At a recent interprofessional workshop held at Michener, University of Toronto cardiac surgery residents, University Health Network cardiovascular perfusionists and Michener cardiovascular perfusion students learned to work together like a finely tuned machine. In this operating room simulation, the cardiac surgery resident worked with the perfusion students and steered the team during the procedure.
Initiated for surgery residents in 2013, this workshop has since been fully incorporated into Michener’s Cardiovascular Perfusion curriculum as part of a professionalism practice course.
“Through these workshops, our students gain relatable interprofessional experience working with surgeons as they would in a real setting,” says Fiona Cherryman, Chair of the Critical Care programs at Michener.

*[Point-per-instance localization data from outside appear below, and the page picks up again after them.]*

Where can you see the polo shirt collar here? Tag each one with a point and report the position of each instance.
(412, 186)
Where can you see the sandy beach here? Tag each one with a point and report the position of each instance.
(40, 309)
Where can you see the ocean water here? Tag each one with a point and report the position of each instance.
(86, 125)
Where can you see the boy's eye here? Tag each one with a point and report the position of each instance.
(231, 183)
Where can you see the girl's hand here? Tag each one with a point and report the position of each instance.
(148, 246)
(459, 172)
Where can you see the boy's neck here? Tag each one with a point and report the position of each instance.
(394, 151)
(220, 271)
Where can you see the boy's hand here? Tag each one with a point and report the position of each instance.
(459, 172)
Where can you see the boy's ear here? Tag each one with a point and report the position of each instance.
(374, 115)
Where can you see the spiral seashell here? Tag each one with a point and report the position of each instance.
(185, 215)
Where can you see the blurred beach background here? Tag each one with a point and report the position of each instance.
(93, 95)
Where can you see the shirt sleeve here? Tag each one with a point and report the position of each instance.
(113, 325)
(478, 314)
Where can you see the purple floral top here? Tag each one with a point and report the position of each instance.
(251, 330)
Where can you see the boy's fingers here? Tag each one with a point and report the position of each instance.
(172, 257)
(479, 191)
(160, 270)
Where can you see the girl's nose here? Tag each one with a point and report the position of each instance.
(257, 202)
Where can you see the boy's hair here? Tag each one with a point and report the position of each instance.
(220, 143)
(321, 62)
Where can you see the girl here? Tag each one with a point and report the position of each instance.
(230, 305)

Fiona handles the logistics of the workshop and explains that it benefits both Michener’s students and cardiac surgery residents. “The students and residents both have willingness and excitement to work with each other, which enhances their overall learning experience.”
“It helped me understand the importance of teamwork and communication in an operating room,” says Brigitte, reflecting on her training as a cardiovascular perfusionist. “This experience made it evident how important it is to be aware of what I do, how it impacts the surgical team and vice versa.”
During the simulation, the beep of the heart monitor was not the only sound you could hear. The room was busy with discussions between surgery residents, cardiovascular perfusion students and the workshop facilitator to understand how decisions are made, and what the best follow up steps were for this particular scenario.
“Clarity of communication is important for teamwork and a safe surgery,” says Fiona. “These workshops reinforce the idea that while we all have different perspectives, we are all working towards the best outcome for the patient.”
The follow up workshop with University of Toronto’s cardiac surgery residents was held on March 27 and provided training for emergency scenarios. Fiona notes that practicing emergency scenarios are important to prepare for crisis events through simulation.
“The emergency scenario workshop will prepare us for when an emergency happens in real life, so that we will be able to respond quickly,” said Brigitte, looking forward to the next collaborative interprofessional session. “When the team works and communicates together, we can be more efficient and provide the optimal safe patient care.”